The structure of your project `src` directory should be as follows:
amyc
├── Main.scala (updated)
│
├── ast (new)
│ ├── Identifier.scala
│ ├── Printer.scala
│ └── TreeModule.scala
│
├── lib
│ ├── scallion_3.0.6.jar (new)
│ └── silex_3.0.6.jar
│
├── parsing
│ ├── Parser.scala (new)
│ ├── Lexer.scala
│ └── Tokens.scala
│
└── utils
├── AmycFatalError.scala
├── Context.scala
├── Document.scala
├── Pipeline.scala
├── Position.scala
├── Reporter.scala
└── UniqueCounter.scala
## Reference compiler
Recall you can use the [reference compiler](/labs/amy_reference_compiler.md) for any doubts you have on the intended behaviour.

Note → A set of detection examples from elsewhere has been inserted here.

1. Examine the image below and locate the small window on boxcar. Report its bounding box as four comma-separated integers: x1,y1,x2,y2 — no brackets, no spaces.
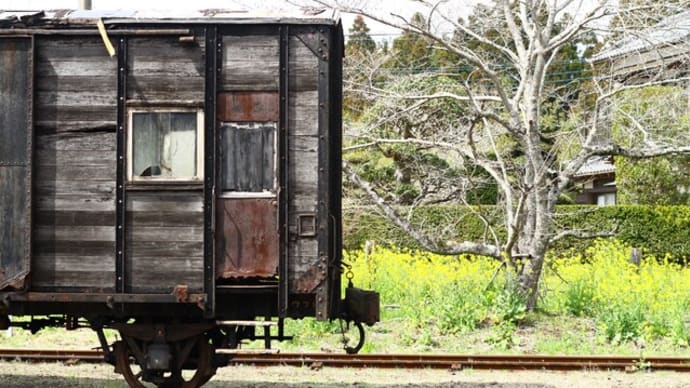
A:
220,123,276,193
128,110,203,181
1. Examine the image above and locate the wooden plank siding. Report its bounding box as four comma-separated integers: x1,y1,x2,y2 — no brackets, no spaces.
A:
35,36,117,135
288,36,326,293
127,37,205,104
124,37,205,293
125,191,204,293
0,38,33,289
220,34,280,91
31,36,117,292
31,132,115,292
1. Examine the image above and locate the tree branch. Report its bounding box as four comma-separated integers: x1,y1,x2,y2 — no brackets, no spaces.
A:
343,161,502,259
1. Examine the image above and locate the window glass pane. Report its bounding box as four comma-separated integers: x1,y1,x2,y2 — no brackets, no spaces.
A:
132,112,198,178
221,123,276,192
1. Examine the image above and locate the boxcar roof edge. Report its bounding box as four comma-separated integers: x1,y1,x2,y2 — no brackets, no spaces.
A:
0,8,340,28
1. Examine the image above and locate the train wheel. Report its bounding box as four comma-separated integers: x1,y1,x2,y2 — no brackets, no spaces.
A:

For this lab you can use the command:
```
java -jar amyc-assembly-1.7.jar --printTrees <files>
```
## Deliverables
Deadline: **Friday November 4 at 11pm**.
Submission: push the solved lab 3 to the branch `clplab3` that was created on your Gitlab repo. Do not push the changes to other branches! It may interfere with your previous submissions.
You may want to copy the files you changed directly to the new branch, since the two branches don't share a history in git.